USD/JPY rose, as polls skewed in favour of Trump at point of writing. Pair was last seen at 153.91. Daily momentum is flat while RSI rose. Near term risks skewed to the upside. Resistance at 155 and 156.50 (76.4% fibo). Support at 151.60 (200 DMA), 150.60/70 levels (50% fibo retracement of Jul high to Sep low, 100 DMA), OCBC’ FX analysts Frances Cheung and Christopher Wong note.
“Aside from US elections, Japan is holding a special parliamentary session on 11 Nov to choose the Prime Minister. Ishiba’s cabinet will formally resign on the morning of 11 Nov. Prime ministerial vote can take up to two rounds, where in the first round, lawmakers of different political party typically vote for their respective leaders making it unlikely for any candidate to secure a clear majority.
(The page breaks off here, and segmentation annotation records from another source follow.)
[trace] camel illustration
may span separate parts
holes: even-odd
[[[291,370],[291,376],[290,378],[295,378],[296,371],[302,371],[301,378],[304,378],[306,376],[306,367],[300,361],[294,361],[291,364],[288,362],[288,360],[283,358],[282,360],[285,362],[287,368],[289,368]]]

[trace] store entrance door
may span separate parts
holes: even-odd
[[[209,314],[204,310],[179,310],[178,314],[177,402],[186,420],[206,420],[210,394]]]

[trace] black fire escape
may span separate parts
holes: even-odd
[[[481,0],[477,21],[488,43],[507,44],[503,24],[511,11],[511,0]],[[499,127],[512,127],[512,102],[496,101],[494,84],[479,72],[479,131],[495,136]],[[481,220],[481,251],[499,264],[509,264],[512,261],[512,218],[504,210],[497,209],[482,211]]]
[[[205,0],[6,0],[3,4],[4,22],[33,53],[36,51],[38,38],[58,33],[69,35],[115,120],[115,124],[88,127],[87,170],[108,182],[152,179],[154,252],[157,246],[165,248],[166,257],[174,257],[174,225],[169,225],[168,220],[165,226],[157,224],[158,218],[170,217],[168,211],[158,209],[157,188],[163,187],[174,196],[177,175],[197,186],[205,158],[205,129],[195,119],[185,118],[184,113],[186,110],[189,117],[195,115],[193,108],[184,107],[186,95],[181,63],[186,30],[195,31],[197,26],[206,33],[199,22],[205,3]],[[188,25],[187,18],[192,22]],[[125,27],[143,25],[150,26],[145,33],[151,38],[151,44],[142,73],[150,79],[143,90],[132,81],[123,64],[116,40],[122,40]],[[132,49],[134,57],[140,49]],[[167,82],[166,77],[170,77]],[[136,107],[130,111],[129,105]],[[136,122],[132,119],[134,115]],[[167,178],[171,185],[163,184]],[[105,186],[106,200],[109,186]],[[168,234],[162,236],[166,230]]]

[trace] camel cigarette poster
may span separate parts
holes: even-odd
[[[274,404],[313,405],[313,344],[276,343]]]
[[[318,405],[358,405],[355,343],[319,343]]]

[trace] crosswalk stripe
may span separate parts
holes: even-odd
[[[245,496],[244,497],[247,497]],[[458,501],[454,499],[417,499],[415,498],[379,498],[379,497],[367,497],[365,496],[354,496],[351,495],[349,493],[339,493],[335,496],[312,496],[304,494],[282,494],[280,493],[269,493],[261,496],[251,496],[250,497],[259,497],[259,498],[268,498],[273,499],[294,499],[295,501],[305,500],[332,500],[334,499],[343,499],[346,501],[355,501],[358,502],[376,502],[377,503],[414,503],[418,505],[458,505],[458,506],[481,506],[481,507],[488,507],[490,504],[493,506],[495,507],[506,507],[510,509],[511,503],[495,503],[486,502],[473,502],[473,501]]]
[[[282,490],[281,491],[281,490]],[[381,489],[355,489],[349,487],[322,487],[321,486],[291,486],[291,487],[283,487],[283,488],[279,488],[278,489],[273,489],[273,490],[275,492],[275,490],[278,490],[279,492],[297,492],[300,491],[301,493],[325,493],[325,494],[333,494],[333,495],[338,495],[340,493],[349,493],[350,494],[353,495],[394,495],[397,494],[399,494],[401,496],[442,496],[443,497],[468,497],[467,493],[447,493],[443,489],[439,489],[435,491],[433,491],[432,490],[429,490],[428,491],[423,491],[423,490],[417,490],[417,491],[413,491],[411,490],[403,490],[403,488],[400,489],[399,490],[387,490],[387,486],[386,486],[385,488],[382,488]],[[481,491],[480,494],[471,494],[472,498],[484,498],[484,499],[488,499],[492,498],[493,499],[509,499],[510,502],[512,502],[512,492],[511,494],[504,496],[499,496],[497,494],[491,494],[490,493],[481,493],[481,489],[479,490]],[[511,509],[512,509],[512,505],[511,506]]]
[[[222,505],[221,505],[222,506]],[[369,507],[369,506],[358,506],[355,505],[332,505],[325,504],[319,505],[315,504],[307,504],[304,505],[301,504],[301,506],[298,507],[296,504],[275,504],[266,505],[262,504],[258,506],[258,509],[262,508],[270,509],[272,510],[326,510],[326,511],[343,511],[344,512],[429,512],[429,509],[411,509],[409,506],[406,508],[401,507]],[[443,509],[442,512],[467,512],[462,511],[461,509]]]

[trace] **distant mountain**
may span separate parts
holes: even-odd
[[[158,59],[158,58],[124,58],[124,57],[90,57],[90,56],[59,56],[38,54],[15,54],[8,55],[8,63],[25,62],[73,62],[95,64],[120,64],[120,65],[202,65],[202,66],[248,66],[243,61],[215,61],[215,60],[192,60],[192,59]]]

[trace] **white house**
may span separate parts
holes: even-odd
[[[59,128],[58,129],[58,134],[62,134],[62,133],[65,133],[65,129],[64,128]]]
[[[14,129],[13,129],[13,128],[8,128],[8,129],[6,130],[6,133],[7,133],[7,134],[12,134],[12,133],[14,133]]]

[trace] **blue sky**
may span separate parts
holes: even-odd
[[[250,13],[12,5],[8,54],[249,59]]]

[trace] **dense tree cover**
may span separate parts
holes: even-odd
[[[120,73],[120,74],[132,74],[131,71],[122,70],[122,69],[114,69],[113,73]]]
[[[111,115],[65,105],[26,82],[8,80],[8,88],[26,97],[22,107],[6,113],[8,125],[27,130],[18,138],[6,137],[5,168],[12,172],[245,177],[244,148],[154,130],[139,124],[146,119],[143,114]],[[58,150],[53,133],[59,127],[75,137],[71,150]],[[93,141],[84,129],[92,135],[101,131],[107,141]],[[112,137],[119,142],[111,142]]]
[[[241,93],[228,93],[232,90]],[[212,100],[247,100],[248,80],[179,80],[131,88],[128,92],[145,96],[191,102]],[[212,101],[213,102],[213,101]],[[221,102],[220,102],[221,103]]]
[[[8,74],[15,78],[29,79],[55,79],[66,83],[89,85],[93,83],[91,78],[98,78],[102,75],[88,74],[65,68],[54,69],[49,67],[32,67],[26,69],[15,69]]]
In this case, top two candidates will go into a run-off (in the second round) that only requires a simple majority to win.”
“Assuming no major upset. i.e. Ishiba may still win and a minority government may suffice with opposition DPP and JIP as partners on confidence and supply agreement. Point to note is that these opposition partners had earlier critique BoJ for raising rates. This morning in release of BoJ minutes, one member indicated that policy rate could be 1% in 2H 2025. Last week, Governor Ueda indicated that the current political situation in Japan wouldn’t stop him from lifting rates if prices and the economy stay in line with BoJ’s forecast.”
“Elsewhere, data continues to show wage pressure growing and services inflation broadening. Policy normalisation at BoJ and Fed takes different form (Fed cut vs. BoJ hike cycle) and this should continue to underpin the broad direction to the downside. But in the interim, US election noises may cloud the outlook. We also caution that any sharp, excessive move to the upside may soon bring in chatters of intervention to smooth one-sided moves.”